Browsers distrust Symantec-issued TLS certificates AI-researched
Dependency: Symantec / VeriSign / Thawte / GeoTrust / RapidSSL certificate authorities Wikipedia
After years of CA policy violations, Chrome 66 and 70 progressively distrusted all certificates issued by Symantec and its subsidiaries (VeriSign, Thawte, GeoTrust, RapidSSL), forcing mass certificate replacement across the web.
Fixes & Mitigations
- Workaround: Site operators could obtain replacement certificates from a trusted CA. DigiCert, which acquired Symantec's CA business, offered free replacements.
- No fix available: Unmaintained sites that did not replace their Symantec-issued certificates became inaccessible via HTTPS in Chrome, Firefox, and other major browsers.
What changed
In 2015 and 2016, Google researchers discovered that Symantec’s certificate authority infrastructure had issued thousands of certificates improperly, including unauthorized test certificates for domains like google.com. Investigation revealed systemic problems: inadequate auditing of Symantec’s sub-CAs (including CrossCert, a South Korean partner), backdated certificates, and failure to follow industry baseline requirements.

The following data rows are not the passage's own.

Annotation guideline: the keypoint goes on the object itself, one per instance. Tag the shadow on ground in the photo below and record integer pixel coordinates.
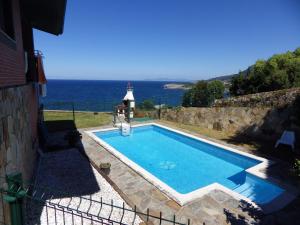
(63, 171)
(263, 138)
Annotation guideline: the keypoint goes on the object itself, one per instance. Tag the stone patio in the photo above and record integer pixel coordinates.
(216, 207)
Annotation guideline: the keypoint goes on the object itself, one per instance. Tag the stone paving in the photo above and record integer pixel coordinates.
(216, 207)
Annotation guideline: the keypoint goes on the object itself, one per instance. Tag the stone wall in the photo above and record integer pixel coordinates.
(252, 121)
(17, 143)
(279, 98)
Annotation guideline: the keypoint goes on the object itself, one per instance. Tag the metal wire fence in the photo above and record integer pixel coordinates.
(41, 207)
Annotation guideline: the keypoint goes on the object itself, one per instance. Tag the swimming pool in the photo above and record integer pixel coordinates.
(186, 167)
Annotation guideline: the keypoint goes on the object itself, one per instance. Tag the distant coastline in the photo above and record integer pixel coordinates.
(177, 86)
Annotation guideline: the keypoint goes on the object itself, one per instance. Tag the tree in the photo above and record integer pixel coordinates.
(278, 72)
(216, 89)
(187, 98)
(237, 83)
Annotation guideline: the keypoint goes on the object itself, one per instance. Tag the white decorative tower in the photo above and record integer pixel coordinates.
(129, 102)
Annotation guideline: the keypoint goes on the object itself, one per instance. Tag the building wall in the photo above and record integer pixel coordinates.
(12, 67)
(18, 142)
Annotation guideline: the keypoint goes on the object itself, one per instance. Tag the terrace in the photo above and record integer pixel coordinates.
(215, 207)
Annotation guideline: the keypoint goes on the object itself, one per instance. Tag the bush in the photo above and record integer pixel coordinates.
(297, 167)
(278, 72)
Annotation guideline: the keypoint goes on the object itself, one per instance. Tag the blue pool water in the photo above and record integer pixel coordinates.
(187, 164)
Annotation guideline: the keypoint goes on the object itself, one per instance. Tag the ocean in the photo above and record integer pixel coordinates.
(102, 95)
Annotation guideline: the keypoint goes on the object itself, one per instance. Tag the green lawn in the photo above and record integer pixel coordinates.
(82, 119)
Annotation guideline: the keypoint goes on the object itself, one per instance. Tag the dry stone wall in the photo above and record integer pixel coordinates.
(279, 98)
(257, 121)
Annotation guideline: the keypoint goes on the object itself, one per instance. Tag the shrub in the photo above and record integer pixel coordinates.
(297, 167)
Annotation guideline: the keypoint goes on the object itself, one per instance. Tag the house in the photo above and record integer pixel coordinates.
(19, 88)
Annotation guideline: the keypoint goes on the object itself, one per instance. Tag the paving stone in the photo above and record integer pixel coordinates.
(208, 209)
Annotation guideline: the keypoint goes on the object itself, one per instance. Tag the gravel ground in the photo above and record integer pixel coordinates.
(72, 183)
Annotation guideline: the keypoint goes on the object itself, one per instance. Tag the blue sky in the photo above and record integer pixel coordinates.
(167, 39)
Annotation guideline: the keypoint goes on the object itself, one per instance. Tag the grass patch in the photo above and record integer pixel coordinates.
(211, 133)
(82, 119)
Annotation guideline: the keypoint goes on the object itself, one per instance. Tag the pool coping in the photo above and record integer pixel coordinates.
(183, 199)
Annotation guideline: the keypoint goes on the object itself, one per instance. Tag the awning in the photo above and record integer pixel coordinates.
(40, 69)
(129, 96)
(46, 15)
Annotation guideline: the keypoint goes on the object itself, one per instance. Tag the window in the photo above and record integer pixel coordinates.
(6, 19)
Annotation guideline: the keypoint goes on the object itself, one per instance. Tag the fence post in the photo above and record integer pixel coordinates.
(73, 110)
(14, 197)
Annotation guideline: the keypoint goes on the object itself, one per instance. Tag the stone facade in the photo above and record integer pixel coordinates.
(252, 121)
(279, 98)
(17, 142)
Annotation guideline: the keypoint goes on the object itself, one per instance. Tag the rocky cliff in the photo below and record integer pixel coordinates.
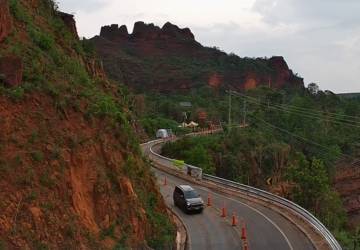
(71, 171)
(170, 59)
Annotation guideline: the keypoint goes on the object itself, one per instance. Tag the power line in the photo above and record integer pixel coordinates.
(344, 156)
(339, 121)
(305, 109)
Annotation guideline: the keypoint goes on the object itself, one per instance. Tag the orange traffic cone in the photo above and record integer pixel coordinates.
(209, 200)
(234, 220)
(245, 246)
(243, 232)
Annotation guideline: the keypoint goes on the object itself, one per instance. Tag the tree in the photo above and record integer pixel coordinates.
(311, 180)
(313, 88)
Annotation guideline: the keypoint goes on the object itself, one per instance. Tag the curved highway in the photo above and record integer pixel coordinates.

Google announced in September 2017 that Chrome would progressively distrust all Symantec-issued certificates. The rollout happened in two phases: Chrome 66 (April 17, 2018) distrusted certificates issued before June 1, 2016, and Chrome 70 (October 23, 2018) distrusted all remaining Symantec certificates. Mozilla, Apple, and Microsoft followed similar timelines.
At the time of distrust, Symantec and its subsidiaries (VeriSign, Thawte, GeoTrust, RapidSSL) collectively had the largest market share of any CA — estimates ranged from 30% to 40% of all HTTPS certificates. The distrust forced the largest certificate migration in the history of the web.

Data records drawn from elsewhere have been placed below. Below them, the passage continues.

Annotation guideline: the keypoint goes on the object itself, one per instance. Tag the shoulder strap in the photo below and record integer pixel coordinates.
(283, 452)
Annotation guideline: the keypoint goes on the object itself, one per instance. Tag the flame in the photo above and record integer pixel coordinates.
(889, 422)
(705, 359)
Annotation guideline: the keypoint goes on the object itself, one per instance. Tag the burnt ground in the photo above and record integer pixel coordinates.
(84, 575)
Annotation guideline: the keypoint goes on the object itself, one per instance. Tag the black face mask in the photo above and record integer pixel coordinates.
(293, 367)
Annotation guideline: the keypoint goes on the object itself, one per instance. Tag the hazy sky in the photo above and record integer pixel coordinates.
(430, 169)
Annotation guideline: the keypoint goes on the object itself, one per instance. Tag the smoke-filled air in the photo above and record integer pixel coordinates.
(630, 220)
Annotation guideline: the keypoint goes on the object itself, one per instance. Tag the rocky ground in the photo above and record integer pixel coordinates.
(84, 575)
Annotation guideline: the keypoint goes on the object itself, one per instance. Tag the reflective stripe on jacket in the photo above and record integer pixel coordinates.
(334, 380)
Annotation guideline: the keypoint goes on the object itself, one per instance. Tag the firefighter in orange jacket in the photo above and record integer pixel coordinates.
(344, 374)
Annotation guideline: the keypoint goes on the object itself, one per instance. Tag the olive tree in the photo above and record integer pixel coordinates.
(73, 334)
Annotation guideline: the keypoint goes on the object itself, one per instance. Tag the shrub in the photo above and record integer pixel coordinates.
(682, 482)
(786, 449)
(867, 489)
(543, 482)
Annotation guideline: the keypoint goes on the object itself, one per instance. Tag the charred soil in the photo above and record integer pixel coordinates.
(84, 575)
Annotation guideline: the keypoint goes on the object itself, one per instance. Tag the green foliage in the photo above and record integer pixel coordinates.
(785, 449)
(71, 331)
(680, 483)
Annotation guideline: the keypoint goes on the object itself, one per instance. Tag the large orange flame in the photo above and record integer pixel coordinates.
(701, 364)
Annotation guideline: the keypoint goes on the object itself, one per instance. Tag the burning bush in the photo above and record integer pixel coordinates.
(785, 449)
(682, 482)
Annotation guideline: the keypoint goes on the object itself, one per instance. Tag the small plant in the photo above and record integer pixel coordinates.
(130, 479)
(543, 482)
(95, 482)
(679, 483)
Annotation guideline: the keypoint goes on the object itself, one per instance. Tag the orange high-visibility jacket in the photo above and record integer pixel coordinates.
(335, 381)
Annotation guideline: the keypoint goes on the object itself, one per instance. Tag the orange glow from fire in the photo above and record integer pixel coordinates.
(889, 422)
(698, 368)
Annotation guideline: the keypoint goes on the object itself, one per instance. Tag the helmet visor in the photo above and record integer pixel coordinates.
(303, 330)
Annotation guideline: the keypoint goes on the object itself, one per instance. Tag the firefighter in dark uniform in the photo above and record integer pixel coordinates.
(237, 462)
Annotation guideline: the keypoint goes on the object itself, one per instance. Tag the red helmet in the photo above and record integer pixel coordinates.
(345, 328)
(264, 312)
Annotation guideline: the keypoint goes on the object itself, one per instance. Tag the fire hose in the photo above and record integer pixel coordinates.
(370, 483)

Actively maintained sites replaced their certificates, but unmaintained sites — including many hosting net art, creative projects, and institutional archives — simply went dark in modern browsers. HTTPS sites with Symantec certificates showed full-page security warnings and required users to click through interstitials, effectively rendering the content inaccessible to casual visitors.
Notes
This was not a technical expiry but a policy-driven trust revocation, which has the same practical effect: browsers refuse to establish a secure connection. For unmaintained creative sites, the distinction is immaterial — the artwork becomes unreachable either way.